Elektromyographie (evozierte Potentiale): Verzögerung der P100 bei visuell evozierten Potentialen (VEP), Verzögerung der zentralen Leitungszeit bei motorisch und somatisch evozierten Potentialen (MEP, SEP).
Vaskuläre Läsionen, spinale Symptomatik, zervikale Myelopathie, Infektionen.
Multidisziplinär
Kortikoidpulstherapie nach Ausschluss von Harnwegsinfekt und einer Tuberkulose (Röntgen: Thorax).
Spasmolytische Therapie (Spastik); symptomatische Therapien zur Behandlung der Schmerzen, Fatigue, Tremor, Blasenentleerungsstörungen, Obstipation, Sexualstörungen; ausgewogene kalorisch ausreichende Diät; Physiotherapie, Ergotherapie, psychologische Betreuung.
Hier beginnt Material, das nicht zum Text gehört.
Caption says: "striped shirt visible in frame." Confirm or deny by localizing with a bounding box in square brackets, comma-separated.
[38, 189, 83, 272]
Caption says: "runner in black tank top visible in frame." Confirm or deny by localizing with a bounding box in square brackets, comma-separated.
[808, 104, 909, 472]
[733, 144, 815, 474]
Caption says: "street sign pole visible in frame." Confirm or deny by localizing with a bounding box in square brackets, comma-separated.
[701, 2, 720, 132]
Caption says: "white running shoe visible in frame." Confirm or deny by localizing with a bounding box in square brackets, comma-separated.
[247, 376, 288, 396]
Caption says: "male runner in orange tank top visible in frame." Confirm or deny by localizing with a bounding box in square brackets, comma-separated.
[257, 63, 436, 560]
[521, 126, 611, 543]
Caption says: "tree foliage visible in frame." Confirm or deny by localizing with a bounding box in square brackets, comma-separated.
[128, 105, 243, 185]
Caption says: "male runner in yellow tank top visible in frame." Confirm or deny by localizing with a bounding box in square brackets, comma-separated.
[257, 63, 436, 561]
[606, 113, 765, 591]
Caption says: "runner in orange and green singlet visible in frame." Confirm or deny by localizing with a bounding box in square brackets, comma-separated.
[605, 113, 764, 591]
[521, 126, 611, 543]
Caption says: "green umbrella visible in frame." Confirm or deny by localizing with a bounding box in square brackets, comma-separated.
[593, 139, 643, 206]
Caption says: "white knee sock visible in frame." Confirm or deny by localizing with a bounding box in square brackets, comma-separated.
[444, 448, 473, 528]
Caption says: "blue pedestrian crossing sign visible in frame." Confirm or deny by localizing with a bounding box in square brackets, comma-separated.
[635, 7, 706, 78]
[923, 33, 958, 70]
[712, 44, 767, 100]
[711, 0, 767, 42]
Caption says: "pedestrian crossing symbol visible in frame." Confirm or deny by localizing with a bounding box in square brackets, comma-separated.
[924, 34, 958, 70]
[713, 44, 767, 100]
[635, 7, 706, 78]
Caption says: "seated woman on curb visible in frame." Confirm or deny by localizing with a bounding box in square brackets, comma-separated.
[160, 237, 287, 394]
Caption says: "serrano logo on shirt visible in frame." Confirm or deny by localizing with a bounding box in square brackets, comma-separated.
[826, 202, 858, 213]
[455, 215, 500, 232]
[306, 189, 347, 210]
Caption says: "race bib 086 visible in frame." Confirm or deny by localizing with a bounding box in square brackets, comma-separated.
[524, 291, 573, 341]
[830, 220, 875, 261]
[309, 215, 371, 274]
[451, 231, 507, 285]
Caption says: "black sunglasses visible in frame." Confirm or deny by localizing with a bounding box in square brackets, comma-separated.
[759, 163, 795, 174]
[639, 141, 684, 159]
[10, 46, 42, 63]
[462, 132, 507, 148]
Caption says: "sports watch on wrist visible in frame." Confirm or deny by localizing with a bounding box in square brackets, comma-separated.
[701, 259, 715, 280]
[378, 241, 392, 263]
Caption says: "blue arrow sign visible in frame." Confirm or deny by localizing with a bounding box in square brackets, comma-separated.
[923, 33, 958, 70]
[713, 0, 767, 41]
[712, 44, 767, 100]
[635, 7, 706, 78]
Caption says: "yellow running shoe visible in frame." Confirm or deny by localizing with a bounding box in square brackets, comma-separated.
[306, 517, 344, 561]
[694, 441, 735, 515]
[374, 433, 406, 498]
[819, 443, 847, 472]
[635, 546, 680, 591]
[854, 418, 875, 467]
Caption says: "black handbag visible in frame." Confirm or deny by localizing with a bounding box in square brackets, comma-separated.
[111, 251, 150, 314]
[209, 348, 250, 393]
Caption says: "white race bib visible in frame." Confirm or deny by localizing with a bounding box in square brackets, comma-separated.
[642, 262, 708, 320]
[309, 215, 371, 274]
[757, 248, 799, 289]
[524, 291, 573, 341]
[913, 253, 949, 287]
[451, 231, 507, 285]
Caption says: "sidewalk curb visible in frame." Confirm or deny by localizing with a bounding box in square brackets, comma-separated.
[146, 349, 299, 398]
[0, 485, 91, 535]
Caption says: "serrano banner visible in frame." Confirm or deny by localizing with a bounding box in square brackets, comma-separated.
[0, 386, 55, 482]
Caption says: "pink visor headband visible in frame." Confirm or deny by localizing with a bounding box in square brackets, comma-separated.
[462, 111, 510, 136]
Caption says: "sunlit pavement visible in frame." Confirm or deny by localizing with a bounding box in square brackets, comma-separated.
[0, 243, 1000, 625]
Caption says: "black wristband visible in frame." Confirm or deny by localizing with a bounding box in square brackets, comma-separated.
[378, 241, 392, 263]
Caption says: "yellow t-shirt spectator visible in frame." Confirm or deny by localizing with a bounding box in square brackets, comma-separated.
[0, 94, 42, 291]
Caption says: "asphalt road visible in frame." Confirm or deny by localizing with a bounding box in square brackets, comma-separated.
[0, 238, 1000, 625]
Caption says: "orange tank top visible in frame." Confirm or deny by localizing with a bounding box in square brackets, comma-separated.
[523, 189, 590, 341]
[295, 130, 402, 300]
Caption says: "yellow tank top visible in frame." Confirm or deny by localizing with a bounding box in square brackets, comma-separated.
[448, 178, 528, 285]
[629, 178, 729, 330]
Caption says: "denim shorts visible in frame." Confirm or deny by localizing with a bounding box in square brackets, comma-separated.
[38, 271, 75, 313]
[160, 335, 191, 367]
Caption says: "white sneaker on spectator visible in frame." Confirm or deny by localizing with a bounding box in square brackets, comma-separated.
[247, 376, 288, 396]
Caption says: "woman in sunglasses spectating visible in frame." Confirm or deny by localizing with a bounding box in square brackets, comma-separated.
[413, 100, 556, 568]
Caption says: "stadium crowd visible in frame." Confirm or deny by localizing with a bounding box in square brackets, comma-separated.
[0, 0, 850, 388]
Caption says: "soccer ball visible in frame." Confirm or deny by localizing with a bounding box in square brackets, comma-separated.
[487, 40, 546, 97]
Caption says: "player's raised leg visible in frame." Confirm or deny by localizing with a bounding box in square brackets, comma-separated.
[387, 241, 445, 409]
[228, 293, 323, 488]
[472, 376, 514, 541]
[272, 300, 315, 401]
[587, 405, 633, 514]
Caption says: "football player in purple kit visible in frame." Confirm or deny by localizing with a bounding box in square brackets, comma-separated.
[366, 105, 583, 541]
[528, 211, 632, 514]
Schubförmiger Verlauf: Interferontherapie, Glatirameracetat, Mitoxantron, Azathioprin, intravenöse Gabe von Immunglobulinen; chronisch-progredienter Verlauf: Betaferon, Methotrexat, Azathioprin, Mitoxantron.
Siehe medikamentöse Therapie.
Im Allgemeinen keine reduzierte Lebenserwartung, benigne multiple Sklerose bei 30–40 % der Patienten (zehn Jahre nach Diagnose, voll gehfähig, geringe Beeinträchtigung), 50 % benötigen zu diesem Zeitpunkt eine Gehhilfe und haben eine deutlich eingeschränkte Gehstrecke, 10 % der Patienten sind nach zehn Jahren bettlägerig. Im Einzelfall ist der Verlauf nicht vorherzusehen. Günstig sind geringe Schubzahl, weibliches Geschlecht, schubförmiger Verlauf, sensible Störungen als Erstmanifestation, früher Krankheitsbeginn.
Schlechte Prognose: akute multiple Sklerose (Typ Marburg), Devic-Syndrom (Neuromyelitis optica), Baló-Syndrom (konzentrische Sklerose), Schilder-Erkrankung.